– Да вот.… Давай-ка в сторонку.
Голос Чернухи показался виноватым, и сердце управляющего сжалось знакомо-болезненно. За успехами Силантия в совхозе Андриан следил пристрастно, ревниво, считая, что с переездом Чернухи на первое отделение дела соседей пойдут намного удачнее. Правда, Силантий повел себя далеко не лучшим образом, долго не отличался теми достоинствами, которыми был заметен в Маевке. Развернулся он только на жатве, осенью, бросив пить, и вместе с радостью за хорошего, уважаемого мужика, который оступился по вполне объяснимой причине и сумел подняться, жила в нем с той поры не менее сильная досада: не нашел в себе силы, не сломил упрямство жены, свой-то собственный хлебушко не вернулся убирать. Теперь эта досада разом поднялась, взмутив душу, поджала к горлу кучу обидных слов, Андриан Изотович отшвырнул резко лопату. Заметив Хомутова в шеренге, сказал подчеркнуто громко, чего минуту назад и в мыслях не было:
– Ты вот что, Никодим. Напиши заявление на сено центнеров на двенадцать, я подпишу. – Величаво окинув Чернуху, добавил, как бы похваляясь этим неожиданным и противоправным решением: – Сено утресь сгорело, выручать надо мужика.

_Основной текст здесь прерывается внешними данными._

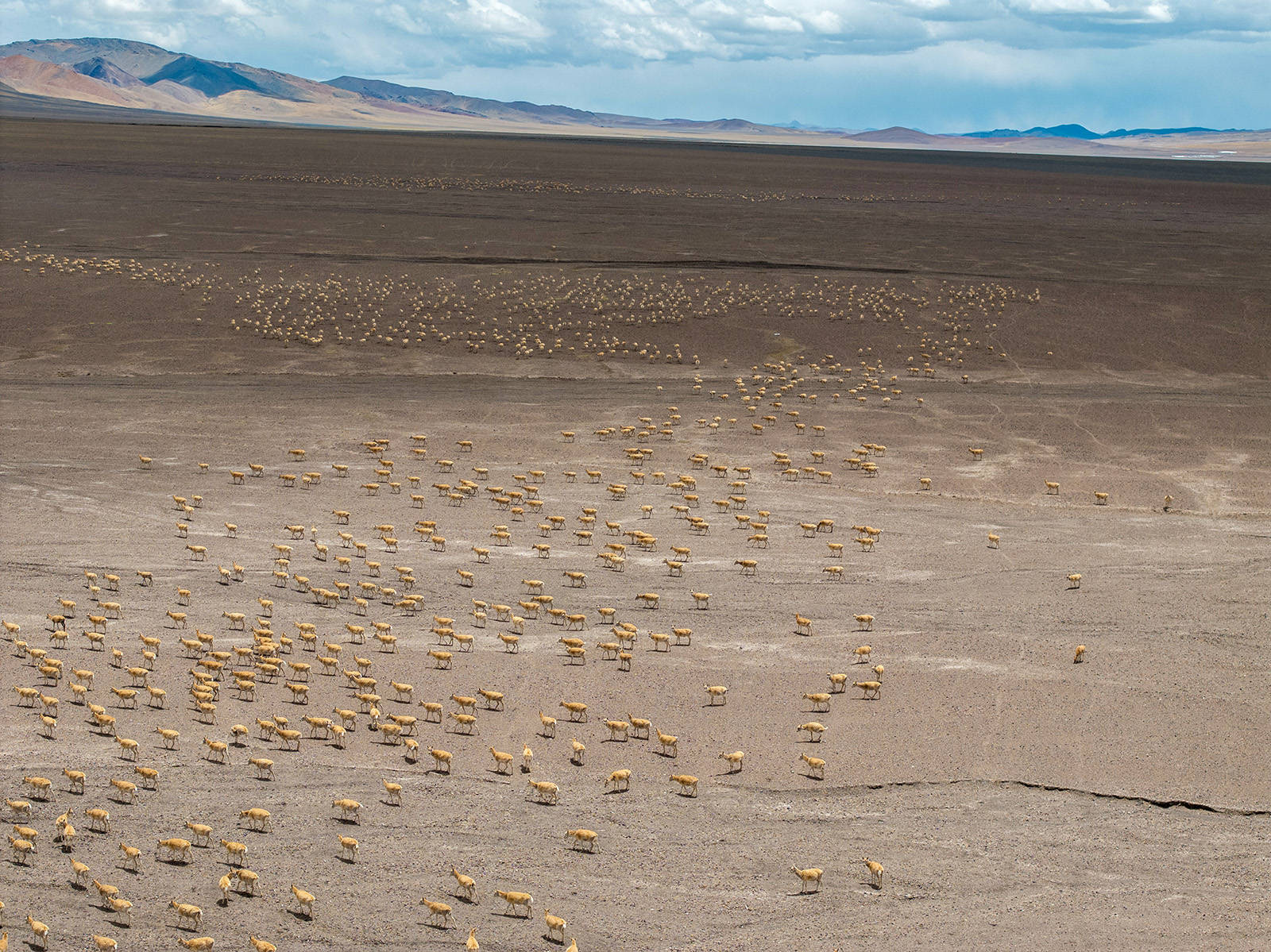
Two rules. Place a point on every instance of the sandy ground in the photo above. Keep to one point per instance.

Хомутов опешил от подобной щедрости, топтался на соломе.
– Мать я забираю, – сказал Силантий. – Зима, уговорил.
– Христину? – зачем-то уточнил Андриан Изотович. – Тещу?

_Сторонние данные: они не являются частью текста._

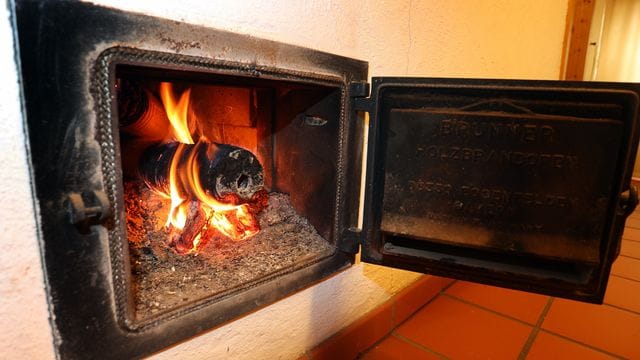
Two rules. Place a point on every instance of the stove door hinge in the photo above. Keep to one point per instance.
(351, 240)
(359, 92)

– Мать, – тверже повторил Силантий.
– Я тут при чем, забирай.
– Во-от!.. Вот, значит, спасибо. От всех. Этого разговора я больше всего… значит. – И заспешил: – Ты крепко стоишь, Андриан, тебя не свернут, в чем я завидую и… больше всего уважаю, а земля, она везде твердая, мне жалко, когда с ней по-дурацки, приходится браться.
– За что? – не понял или не захотел понять Андриан Изотович.

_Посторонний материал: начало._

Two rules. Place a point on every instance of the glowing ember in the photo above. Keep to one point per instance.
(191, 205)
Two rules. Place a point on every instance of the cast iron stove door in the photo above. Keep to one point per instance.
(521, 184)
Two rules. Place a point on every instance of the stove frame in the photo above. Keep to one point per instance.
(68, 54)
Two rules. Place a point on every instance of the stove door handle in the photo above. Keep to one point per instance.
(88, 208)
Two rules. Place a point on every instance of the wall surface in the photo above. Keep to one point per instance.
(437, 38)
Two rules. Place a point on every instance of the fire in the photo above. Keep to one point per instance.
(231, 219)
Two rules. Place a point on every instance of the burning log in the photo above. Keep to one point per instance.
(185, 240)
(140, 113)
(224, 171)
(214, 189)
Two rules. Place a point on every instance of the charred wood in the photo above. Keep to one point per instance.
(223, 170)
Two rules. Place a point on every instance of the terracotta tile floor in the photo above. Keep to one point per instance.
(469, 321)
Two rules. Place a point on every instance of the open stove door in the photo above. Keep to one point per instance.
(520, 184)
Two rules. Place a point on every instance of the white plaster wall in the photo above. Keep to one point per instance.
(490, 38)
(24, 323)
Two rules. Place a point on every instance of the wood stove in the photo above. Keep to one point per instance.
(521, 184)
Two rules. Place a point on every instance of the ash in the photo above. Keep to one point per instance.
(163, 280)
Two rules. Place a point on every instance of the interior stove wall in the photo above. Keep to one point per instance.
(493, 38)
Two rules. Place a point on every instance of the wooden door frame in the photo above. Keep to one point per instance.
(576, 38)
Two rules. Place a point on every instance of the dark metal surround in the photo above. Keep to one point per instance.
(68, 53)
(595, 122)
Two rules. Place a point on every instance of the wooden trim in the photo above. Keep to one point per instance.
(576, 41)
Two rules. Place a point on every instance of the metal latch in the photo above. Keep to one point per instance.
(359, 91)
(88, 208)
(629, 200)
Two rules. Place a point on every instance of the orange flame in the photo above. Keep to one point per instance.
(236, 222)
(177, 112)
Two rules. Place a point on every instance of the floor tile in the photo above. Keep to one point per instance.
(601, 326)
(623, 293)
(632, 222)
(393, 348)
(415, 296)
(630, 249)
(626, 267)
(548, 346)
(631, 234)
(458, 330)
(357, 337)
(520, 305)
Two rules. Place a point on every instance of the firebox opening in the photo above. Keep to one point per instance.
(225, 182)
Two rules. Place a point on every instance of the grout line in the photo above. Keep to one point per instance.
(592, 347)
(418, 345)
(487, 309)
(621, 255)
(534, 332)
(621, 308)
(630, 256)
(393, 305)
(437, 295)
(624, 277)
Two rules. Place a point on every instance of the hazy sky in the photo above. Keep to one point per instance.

– Да как сказать; вроде на управляющего Николай Федорыч сватает… Но между нами пока… Так я за советом одновременно: как присоветуешь, соглашаться? Сумею – как считаешь?
Его вопрос прозвучал чисто риторически, Андриан Изотович видел, понимал и очень хорошо чувствовал состояние Чернухи, радость его души, получающей простор, большую свободу действий. Нерешительно, преодолевая в себе нечто противоречивое, он приобнял Силантия, потом, с неожиданной теплотой и хорошей завистью к его волнению, притиснул сильнее:
– Сумеешь. Хорошо, ты… на первое… Очень хорошо. Давай не подсиживать только друг дружку в погоне за начальственной похвальбой…
– В свете новых изменений наша Маевка… – Силантий нахмурился.
– О том, что будет, – властно перебил его Андриан Изотович, – твоя голова пусть не болит… Если о Маевке ты, кому под кем ходить. Мы свое выбрали. Станешь над нами, над Маевкой… – Вскинув на звонкоголосых, усердно работающих «домочадцев» странно взблеснувшие глаза, словно гордясь их не показным усердием и послушанием, крикнул: – Данилка! Савелий Игнатьевич! Полагаюсь на вас, у меня намечаются новые проводы, с бабкой Христиной пойду попрощаюсь.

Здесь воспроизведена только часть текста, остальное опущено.